Tax legislation currently provides for capital gains tax to be payable on the business portion of the capital gain irrespective of the whether the taxpayer claimed or was entitled to claim a tax deduction in respect of home-office expenses.

This is desperately unfair especially where salaried taxpayers have no choice but to work from home due to the COVID-19 pandemic. Not only are salaried taxpayers limited in the expenditure that qualifies for home office use but will also suffer capital gains tax on the portion use as home office!

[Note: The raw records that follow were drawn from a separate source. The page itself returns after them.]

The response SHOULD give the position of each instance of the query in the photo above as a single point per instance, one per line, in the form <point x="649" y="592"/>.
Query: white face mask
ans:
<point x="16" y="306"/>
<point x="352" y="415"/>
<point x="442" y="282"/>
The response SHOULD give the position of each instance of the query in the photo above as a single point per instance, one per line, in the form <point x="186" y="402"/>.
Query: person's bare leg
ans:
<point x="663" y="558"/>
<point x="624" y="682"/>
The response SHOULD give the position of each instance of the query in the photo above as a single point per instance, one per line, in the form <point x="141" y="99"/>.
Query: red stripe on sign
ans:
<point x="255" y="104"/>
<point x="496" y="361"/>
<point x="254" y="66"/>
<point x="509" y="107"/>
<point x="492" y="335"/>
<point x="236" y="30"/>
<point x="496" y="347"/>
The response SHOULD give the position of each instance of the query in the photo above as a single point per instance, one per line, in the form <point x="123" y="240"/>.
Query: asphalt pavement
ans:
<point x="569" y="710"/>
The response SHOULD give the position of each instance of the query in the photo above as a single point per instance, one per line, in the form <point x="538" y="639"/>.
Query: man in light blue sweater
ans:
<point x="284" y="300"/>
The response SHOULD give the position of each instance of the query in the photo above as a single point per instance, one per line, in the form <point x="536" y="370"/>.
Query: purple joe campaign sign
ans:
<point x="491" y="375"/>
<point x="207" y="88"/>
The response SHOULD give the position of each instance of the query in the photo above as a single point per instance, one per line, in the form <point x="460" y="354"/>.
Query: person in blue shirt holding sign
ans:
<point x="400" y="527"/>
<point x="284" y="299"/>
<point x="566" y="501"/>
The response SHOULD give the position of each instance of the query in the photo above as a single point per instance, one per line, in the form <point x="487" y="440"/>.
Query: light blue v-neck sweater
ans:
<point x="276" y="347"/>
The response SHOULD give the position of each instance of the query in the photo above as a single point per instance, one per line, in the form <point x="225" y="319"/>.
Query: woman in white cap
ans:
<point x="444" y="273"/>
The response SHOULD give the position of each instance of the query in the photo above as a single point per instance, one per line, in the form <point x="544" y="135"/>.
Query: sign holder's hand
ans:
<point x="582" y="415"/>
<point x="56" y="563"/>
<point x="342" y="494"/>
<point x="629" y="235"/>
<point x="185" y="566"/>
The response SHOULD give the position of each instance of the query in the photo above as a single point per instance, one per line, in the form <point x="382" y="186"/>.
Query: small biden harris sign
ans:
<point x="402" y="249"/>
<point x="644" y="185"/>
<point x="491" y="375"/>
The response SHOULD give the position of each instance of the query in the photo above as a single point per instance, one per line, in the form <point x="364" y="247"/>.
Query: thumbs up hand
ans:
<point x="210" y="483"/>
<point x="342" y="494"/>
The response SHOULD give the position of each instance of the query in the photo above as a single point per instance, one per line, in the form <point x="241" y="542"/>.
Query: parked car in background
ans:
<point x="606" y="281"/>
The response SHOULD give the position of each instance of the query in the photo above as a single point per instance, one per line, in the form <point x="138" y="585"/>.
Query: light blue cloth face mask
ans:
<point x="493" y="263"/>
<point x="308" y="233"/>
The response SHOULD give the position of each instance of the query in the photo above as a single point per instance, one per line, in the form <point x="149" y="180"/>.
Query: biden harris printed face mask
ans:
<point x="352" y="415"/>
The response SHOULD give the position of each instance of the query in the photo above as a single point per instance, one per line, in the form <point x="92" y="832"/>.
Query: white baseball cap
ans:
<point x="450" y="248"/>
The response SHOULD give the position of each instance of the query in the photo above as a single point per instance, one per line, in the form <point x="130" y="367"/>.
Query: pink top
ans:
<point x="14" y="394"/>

In the Budget Speech that was delivered on 24 February 2021, National Treasury announced that the large-scale migration to remote working over the course of the pandemic had prompted it to review current travel and home office allowances. The promise of a more efficient and fair application across all categories of taxpayers, and its simplicity of use will be investigated.

Legislation should entail a hybrid model where the law operates not to prejudice any taxpayer who was forced to change his or her workplace overnight - brought on by the Covid-19 pandemic that continues to rapidly transform the landscape of conducting business we once viewed as “normal”.